How about we first start with the money collected by the State in gas tax stays with TxDOT for roads and the like instead of going into the general fund?
That way the money stays and addresses the problems it was designed for.
State leaders fail on TxDOT repair
Three items were on the agenda of last week’s brief legislative special session in Austin. In reality, however, they all essentially addressed the same issue — transportation.
House Bill 1 was the enabling legislation for a constitutional amendment approved by Texas voters in 2007 that authorizes the state to issue up to $5 billion in bonds for road improvements. It passed.
House Bill 2 was a measure to extend the lives of five state agencies slated for sunset, most notably the Texas Department of Transportation. It passed.
House Bill 3 would have continued controversial public-private road construction partnerships known as comprehensive development agreements. It failed.
While lawmakers whittled around the edges of the state’s huge transportation problem, no one — starting with Gov. Rick Perry — was willing to take a real stab at it. The problem, however, cannot be ignored.
The Texas Department of Transportation estimated in 1997 that the state needed to spend $11 billion annually on transportation infrastructure over the following decade. A 2007 study by Texas Comptroller Susan Combs found actual state spending for the period was $3.1 billion annually, or a shortfall of almost $8 billion per year.
Last year, a committee of civic and business leaders appointed by Texas Transportation Chairwoman Deirdre Delisi conducted a new assessment of transportation infrastructure needs through 2030. The 2030 Committee estimated Texas will need to spend $313 billion, or more than $14 billion annually. TxDOT’s entire budget for 2008 was $8 billion.
The funding shortfall and legislative diversions of motor fuels tax revenue are part of the transportation problem. Another part is TxDOT itself which, last year, the Sunset Advisory Commission had recommended for major organizational and functional reforms.

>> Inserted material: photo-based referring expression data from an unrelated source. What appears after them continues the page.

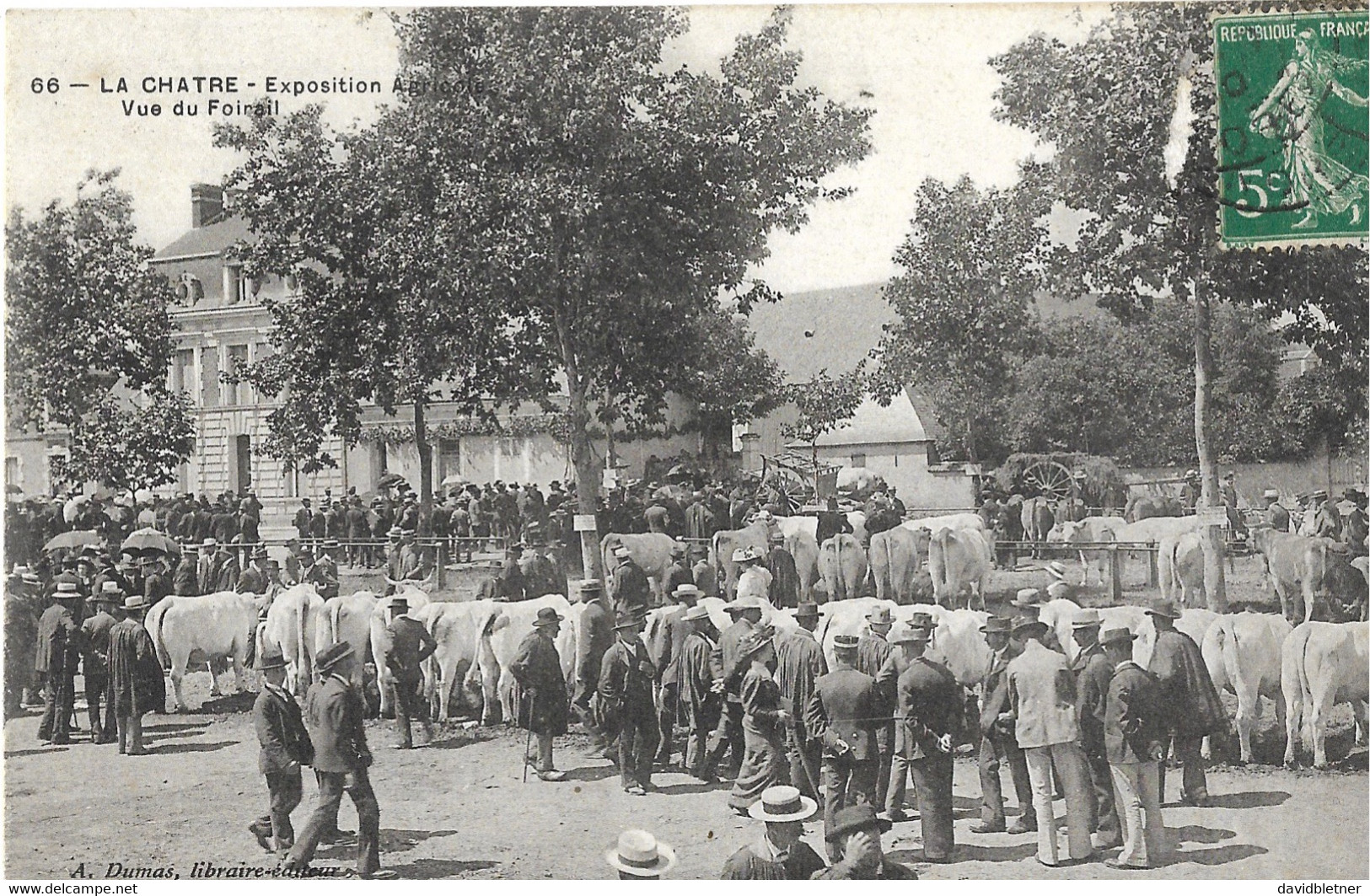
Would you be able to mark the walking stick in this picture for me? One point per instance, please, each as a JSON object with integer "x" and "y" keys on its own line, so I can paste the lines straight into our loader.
{"x": 528, "y": 742}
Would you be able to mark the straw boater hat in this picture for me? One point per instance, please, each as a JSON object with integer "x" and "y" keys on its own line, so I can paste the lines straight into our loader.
{"x": 640, "y": 854}
{"x": 1115, "y": 636}
{"x": 548, "y": 615}
{"x": 1087, "y": 618}
{"x": 782, "y": 803}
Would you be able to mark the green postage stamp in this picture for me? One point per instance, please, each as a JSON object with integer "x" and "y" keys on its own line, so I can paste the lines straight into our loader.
{"x": 1292, "y": 127}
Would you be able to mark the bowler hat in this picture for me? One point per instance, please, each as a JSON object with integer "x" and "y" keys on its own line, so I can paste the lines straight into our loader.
{"x": 332, "y": 655}
{"x": 271, "y": 659}
{"x": 1165, "y": 609}
{"x": 547, "y": 617}
{"x": 782, "y": 803}
{"x": 640, "y": 854}
{"x": 1087, "y": 618}
{"x": 997, "y": 625}
{"x": 880, "y": 615}
{"x": 1115, "y": 636}
{"x": 859, "y": 817}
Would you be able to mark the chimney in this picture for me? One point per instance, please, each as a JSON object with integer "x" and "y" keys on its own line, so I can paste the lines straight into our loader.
{"x": 206, "y": 204}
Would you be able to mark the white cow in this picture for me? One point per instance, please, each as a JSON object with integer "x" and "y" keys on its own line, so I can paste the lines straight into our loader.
{"x": 946, "y": 521}
{"x": 508, "y": 628}
{"x": 204, "y": 628}
{"x": 458, "y": 628}
{"x": 347, "y": 620}
{"x": 1322, "y": 663}
{"x": 957, "y": 561}
{"x": 1242, "y": 652}
{"x": 1091, "y": 529}
{"x": 841, "y": 563}
{"x": 292, "y": 628}
{"x": 379, "y": 624}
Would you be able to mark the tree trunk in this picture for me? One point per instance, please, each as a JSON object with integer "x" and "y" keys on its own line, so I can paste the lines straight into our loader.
{"x": 587, "y": 486}
{"x": 1216, "y": 585}
{"x": 425, "y": 464}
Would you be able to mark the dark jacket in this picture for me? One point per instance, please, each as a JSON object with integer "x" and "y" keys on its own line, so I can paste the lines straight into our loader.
{"x": 280, "y": 727}
{"x": 844, "y": 707}
{"x": 1133, "y": 721}
{"x": 333, "y": 714}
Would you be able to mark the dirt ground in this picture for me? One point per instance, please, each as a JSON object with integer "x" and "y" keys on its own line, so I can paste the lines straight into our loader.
{"x": 456, "y": 808}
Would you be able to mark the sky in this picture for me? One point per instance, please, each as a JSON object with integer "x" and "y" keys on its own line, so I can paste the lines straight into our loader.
{"x": 924, "y": 69}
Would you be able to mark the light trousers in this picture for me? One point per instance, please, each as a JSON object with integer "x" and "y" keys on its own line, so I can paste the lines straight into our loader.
{"x": 1074, "y": 780}
{"x": 1137, "y": 786}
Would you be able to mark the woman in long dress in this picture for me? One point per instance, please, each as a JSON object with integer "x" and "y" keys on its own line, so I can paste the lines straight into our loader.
{"x": 763, "y": 724}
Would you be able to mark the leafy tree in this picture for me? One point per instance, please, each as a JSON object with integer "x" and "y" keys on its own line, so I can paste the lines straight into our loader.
{"x": 964, "y": 299}
{"x": 392, "y": 309}
{"x": 88, "y": 339}
{"x": 1106, "y": 107}
{"x": 625, "y": 199}
{"x": 824, "y": 405}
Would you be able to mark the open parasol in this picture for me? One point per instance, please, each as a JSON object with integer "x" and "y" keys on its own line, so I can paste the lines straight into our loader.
{"x": 73, "y": 540}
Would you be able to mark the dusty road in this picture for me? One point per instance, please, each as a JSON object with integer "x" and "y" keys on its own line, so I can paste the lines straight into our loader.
{"x": 456, "y": 810}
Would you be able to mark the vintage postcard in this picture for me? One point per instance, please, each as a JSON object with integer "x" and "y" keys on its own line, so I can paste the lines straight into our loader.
{"x": 725, "y": 442}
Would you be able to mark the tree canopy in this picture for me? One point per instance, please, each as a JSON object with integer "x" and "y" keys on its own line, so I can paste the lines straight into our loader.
{"x": 88, "y": 339}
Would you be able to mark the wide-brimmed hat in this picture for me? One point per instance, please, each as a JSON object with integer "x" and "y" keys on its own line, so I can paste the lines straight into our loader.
{"x": 1114, "y": 636}
{"x": 782, "y": 803}
{"x": 1087, "y": 618}
{"x": 880, "y": 615}
{"x": 332, "y": 655}
{"x": 1023, "y": 624}
{"x": 548, "y": 617}
{"x": 1165, "y": 609}
{"x": 640, "y": 854}
{"x": 861, "y": 817}
{"x": 695, "y": 613}
{"x": 270, "y": 659}
{"x": 624, "y": 620}
{"x": 997, "y": 625}
{"x": 910, "y": 633}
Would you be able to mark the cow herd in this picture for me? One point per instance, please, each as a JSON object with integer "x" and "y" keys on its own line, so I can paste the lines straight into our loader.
{"x": 1303, "y": 668}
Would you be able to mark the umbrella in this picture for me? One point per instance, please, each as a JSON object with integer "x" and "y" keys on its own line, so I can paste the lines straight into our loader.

Despite a plethora of bills and debate about how best to reform TxDOT during the regular session, no legislation was passed. That is in part what necessitated a special session that enabled the highway improvement bonds, but otherwise did nothing to confront the chronic underfunding of road projects in Texas.
Failing to address the problem, as Gov. Perry and the Legislature have done, only makes it worse. Every year that passes puts Texas billions of dollars further behind the transportation infrastructure curve. That’s a problem worthy of a special session.